Very frequently I feel it when I need to be productive (ie school stuff) or in public. These moments, it's distracting and I can't act on it to make it go away. I've got ADHD too and this makes it a whole lot worse-
Anyway, when I actually touch myself, I usually just fantasize while doing it. Making love with my crush, or imagining me as one member of a fictional couple I ship, or some fun with a friend. I sometimes have the opposite set of genitals in the fantasy. And then I come, and I feel awful about it sometimes. I dunno. I don't like having this libido. Got very close to doing some not nice things because of it.
So, the thing about libido is, there's nothing wrong with its levels being high OR low. There's nothing inherently wrong with feeling sexual often, it's about learning to manage it. I don't want you to feel awful about masturbation or having a high libido, do you know if there is an underlying reason for that? For example, what messages did you receive growing up about sex and masturbation?
Of course, a great tip for helping with the libido issue is to exercise or do some sort of physical activity to calm it down and distract your body. It could be something like taking a run around the neighborhood, playing a game of whatever sport you like, or just some exercises in your room followed by a cold shower.
I have some articles that I think will be helpful, please feel free to look over them and let us know if any of it resonates with you: How to Handle a Libido That Switched from Low to High I Feel Guilty for Wanting Sex
Unfortunately exercise does not help me with my libido when it's there, because after that I'm tired AND horny ;w;
And that's the thing, I only really hate having it because I'm entirely unable to manage it. I tried, and I can mask it from others but it's still there. Masturbating helps me release it but not always. I've tried seeking others to help with it, but I've never received consent, and I hope it's obvious why still wanting it would still feel awful.
Got it. So, one thing that can help is to treat arousal like you would any other emotion. Hunger is a good example; sometimes we get hungry and we're just not in a situation where we can do anything about it, so our options are to do our best to ignore it, or to find other things to focus on until we can act on it (or, in the case of something like arousal, we act on it OR it just sort of fades on its own).
Too, instead of truing to repress arousal when it happens, it can help to acknowledge that it's there and then do what we can to shift our focus to other things. Part of why that helps is that, when we tamp down on a feeling and don't acknowledge it, it can actually distract us more because we're putting so much effort into keeping it down.
Re: your first point, I've been finding that harder than usual when I sent the post.
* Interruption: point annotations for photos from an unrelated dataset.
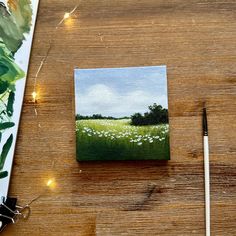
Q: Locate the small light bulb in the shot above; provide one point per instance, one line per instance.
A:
(67, 15)
(34, 95)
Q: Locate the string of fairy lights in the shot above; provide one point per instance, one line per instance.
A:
(50, 182)
(34, 94)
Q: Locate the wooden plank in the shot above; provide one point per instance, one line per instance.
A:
(196, 40)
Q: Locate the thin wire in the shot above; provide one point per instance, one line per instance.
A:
(42, 63)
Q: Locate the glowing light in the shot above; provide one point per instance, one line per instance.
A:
(34, 96)
(50, 183)
(66, 16)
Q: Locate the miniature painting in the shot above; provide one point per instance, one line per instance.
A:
(122, 114)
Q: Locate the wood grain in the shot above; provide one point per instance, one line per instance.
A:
(196, 40)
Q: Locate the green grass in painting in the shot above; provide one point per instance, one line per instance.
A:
(118, 140)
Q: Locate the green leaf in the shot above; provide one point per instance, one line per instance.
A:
(10, 103)
(5, 151)
(3, 69)
(3, 84)
(6, 125)
(3, 174)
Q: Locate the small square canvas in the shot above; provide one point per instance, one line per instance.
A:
(122, 114)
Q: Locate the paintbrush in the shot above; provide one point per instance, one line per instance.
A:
(207, 171)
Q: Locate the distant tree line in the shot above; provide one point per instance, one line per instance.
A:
(156, 115)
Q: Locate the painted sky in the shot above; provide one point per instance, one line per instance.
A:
(119, 92)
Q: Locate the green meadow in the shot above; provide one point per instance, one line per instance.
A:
(105, 139)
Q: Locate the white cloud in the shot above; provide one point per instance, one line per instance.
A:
(102, 99)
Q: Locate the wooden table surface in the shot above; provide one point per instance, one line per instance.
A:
(196, 40)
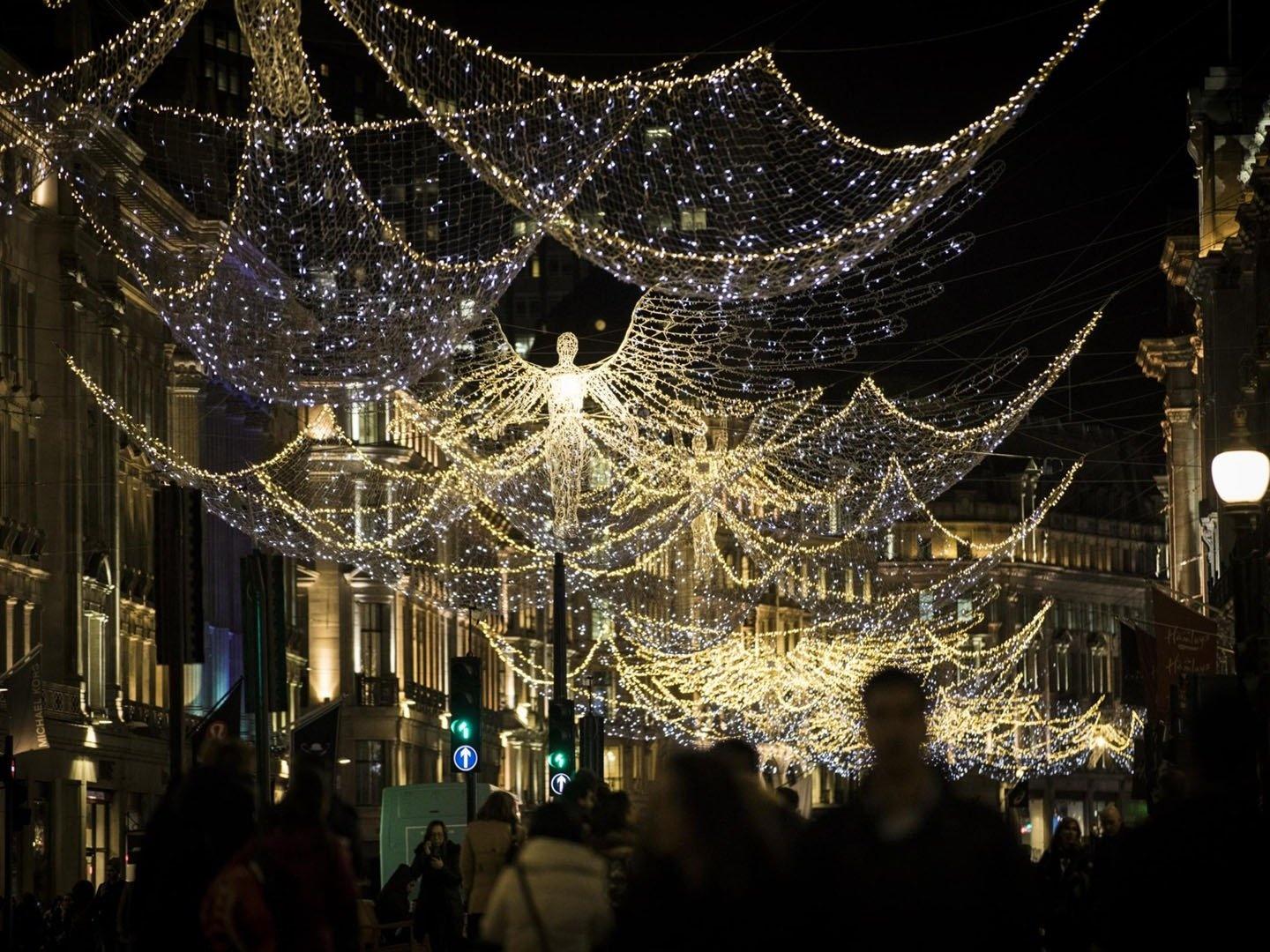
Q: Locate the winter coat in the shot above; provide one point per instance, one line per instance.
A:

Right now I'm at what I expect is a valley.
Re: your second, I've got ADHD and find it VERY hard to control what I focus on. Any tips for what to do if my brain just REALLY can't stop thinking about it?
There will definitely be points where desire (or, really, most emotions or urges) are easier or harder to ignore or not focus on; sometimes that's one of those things where we may have to grit our teeth and wait until it fades if it's something we can't, or don't want to, act on.
Are there tools or techniques that you use to manage ADHD in daily life that you think you could apply to the focus issues you're having with desire?
I don't know if any of the sex drive issues could be managed with my typical ADHD management, so... If gritting my teeth is inevitable, I guess gritting my teeth will have to happen.
The teeth gritting will probably happen at some point (that is, in my experience, an annoying reality of life). Do you think it would be worth trying an experiment for a week or two to see what happens if you do apply those ADHD management techniques to the sex drive stuff?